L'AMF avertit la Financière de Diane

Le cabinet de CGP est sanctionné pour quatre manquements à ses obligations professionnelles.

L'Autorité des marchés financiers (AMF) a publié mardi 23 mars la décision de la Commission des sanctions, du 18 mars dernier, d’avertir le cabinet de conseil en gestion de patrimoine « Financière de Diane ».

Rappel des faits

Entre 2015 et 2017, La Financière de Diane a fourni à ses clients des conseils portant notamment sur plusieurs Euro Medium Term Notes (EMTN) du groupe Leonteq, une Credit Linked Note (CLN) de la société espagnole Abengoa SA et deux fonds d’investissement alternatif. La Commission des sanctions a retenu les quatre manquements reprochés à cette société dans le cadre de la commercialisation de ces produits.

Elle a d’abord constaté que lle cabinet n’avait remis ni document d’entrée en relation, ni lettre de mission, ni rapport écrit à ses clients préalablement à la souscription des EMTN, de la CLN ou de parts de l’un des deux fonds.

Elle a ensuite considéré que la Financière de Diane avait diffusé une information inexacte à ses clients ayant souscrit à la CLN, en leur adressant un courriel qui présentait ce produit « sans mentionner ses risques d’une manière aussi apparente que ses avantages et sans indiquer l’existence d’un risque de perte totale du capital », précise l’AMF. La Commission a, en revanche, considéré que les autres reproches formulés à l’encontre de ce courriel ainsi que ceux relatifs à une brochure commerciale portant sur la CLN n’étaient pas caractérisés.

Elle a, par ailleurs, retenu que les informations relatives à l’un des deux fonds publiées à l’époque des faits sur le site internet de la société gérant ce fonds étaient constitutives d’une offre au public de parts sociales. Or, cette offre était irrégulière dès lors que le fonds concerné revêtait la forme d’une société civile et que ce type de société n’était pas autorisé à émettre une telle offre. La Commission en a conclu qu’en commercialisant des titres ayant fait l’objet d’une offre au public de parts sociales irrégulière, « la Financière de Diane avait agi en méconnaissance des intérêts de ses clients ».

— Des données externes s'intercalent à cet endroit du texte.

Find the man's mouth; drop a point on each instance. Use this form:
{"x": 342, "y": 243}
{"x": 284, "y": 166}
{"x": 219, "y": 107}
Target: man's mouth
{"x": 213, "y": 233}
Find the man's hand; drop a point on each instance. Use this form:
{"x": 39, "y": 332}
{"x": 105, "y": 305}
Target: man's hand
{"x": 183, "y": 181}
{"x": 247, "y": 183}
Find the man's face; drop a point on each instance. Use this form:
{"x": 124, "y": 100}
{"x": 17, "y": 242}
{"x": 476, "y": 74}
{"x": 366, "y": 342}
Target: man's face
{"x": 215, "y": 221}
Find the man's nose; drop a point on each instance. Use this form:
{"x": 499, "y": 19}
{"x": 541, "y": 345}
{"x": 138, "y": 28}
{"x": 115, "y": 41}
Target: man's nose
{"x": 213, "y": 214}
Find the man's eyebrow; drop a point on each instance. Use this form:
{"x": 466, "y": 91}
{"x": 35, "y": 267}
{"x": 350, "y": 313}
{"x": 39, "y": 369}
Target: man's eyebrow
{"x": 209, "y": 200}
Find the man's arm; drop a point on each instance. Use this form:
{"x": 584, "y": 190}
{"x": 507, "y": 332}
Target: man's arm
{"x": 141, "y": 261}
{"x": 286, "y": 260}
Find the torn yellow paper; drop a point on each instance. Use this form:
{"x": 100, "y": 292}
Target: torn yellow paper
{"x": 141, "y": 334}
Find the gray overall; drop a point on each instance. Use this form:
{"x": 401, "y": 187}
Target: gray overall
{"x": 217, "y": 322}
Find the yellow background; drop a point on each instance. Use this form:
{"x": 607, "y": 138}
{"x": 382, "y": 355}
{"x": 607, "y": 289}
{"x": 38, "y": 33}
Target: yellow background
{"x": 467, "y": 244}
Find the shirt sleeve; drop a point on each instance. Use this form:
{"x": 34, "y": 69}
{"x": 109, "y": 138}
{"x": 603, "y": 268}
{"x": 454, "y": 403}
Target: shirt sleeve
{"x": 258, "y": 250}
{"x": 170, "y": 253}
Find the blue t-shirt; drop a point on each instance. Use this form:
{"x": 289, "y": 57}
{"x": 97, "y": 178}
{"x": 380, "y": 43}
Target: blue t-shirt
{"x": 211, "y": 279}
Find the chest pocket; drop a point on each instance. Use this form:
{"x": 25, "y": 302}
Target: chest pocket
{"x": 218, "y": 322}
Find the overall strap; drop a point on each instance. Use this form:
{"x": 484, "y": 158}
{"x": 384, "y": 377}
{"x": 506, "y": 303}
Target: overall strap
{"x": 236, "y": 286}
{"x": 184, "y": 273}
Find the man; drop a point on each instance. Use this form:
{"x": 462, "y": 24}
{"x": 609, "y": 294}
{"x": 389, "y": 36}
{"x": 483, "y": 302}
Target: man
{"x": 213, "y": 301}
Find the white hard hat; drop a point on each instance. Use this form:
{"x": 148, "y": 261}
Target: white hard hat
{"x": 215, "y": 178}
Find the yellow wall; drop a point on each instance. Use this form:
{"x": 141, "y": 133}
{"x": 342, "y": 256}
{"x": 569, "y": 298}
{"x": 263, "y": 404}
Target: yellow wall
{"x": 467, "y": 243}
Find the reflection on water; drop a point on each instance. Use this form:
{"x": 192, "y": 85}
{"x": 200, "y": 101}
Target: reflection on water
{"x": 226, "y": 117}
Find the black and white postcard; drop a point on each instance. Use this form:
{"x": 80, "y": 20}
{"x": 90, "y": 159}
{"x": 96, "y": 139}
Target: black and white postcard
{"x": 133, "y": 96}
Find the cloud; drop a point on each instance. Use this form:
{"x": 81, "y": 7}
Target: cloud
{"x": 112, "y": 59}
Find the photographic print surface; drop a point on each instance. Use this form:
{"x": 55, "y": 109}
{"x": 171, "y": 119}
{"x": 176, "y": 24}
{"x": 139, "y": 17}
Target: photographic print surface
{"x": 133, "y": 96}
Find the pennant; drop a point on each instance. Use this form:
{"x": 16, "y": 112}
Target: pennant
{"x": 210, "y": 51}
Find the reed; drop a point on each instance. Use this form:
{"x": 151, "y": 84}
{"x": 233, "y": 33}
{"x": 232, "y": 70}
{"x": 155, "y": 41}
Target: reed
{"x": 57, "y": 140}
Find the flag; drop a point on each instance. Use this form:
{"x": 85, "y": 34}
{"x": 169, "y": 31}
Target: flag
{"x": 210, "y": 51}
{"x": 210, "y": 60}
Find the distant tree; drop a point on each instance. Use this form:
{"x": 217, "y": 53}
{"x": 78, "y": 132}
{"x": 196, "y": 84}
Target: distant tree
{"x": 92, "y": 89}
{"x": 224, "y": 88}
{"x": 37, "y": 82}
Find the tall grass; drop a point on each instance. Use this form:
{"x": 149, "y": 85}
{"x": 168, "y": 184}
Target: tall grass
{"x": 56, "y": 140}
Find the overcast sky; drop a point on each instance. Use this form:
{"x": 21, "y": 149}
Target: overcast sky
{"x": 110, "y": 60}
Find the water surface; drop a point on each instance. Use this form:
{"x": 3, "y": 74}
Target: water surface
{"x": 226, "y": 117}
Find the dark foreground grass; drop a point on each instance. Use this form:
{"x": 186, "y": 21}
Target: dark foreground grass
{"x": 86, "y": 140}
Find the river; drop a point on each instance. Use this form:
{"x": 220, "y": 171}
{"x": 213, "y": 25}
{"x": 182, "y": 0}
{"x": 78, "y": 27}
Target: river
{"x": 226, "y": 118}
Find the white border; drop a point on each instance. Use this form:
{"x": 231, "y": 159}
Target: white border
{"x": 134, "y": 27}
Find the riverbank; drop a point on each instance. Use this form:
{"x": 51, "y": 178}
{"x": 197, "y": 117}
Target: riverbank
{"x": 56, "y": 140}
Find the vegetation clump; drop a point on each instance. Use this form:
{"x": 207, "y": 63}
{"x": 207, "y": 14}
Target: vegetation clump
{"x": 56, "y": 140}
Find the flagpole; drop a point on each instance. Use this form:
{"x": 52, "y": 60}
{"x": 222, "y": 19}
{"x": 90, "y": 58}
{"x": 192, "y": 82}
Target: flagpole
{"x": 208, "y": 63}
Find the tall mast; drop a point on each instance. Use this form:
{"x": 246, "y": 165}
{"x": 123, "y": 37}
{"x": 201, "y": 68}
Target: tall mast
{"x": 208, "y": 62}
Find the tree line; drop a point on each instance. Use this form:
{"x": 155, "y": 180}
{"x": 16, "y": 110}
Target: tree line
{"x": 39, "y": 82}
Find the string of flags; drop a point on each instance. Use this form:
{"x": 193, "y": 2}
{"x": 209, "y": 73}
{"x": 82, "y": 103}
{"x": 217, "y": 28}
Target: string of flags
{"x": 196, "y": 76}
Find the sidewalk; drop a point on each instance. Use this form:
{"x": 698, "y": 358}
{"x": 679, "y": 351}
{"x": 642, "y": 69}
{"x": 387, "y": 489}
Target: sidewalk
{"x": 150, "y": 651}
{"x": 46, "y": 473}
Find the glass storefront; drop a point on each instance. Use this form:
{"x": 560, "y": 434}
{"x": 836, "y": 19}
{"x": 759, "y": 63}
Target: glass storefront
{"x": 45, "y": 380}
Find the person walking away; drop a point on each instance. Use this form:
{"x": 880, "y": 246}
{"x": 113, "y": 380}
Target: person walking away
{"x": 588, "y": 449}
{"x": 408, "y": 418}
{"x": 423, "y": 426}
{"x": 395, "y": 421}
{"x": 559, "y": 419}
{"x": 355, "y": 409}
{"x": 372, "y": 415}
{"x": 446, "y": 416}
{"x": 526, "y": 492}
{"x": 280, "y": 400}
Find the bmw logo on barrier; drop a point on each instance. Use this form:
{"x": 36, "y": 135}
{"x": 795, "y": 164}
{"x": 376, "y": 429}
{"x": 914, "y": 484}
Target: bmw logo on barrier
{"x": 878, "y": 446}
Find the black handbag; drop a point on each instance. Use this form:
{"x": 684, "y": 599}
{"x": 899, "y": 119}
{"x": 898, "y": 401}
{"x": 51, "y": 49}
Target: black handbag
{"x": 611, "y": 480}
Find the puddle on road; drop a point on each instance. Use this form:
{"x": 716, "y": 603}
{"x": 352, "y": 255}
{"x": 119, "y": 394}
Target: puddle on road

Enfin, la Commission a retenu que la dirigeante du cabinet était également, à l’époque des faits, salariée de la société gérant les deux fonds, sans que ce conseiller en investissement financier (CIF) ne démontre qu’il disposait d’une procédure lui imposant d’en informer ses clients. La Commission en a déduit que « la relation de subordination découlant des fonctions salariées précitées était susceptible de générer un conflit d’intérêts potentiel entre ces clients et la Financière de Diane ». Ainsi, en l’absence d’une telle procédure, la dirigeante a violé son obligation de se doter des moyens et des procédures écrites lui permettant de « prévenir, gérer et traiter tous conflits d’intérêts pouvant porter atteinte aux intérêts de ses clients », souligne le gendarme financier.

Cette décision peut faire l’objet d’un recours.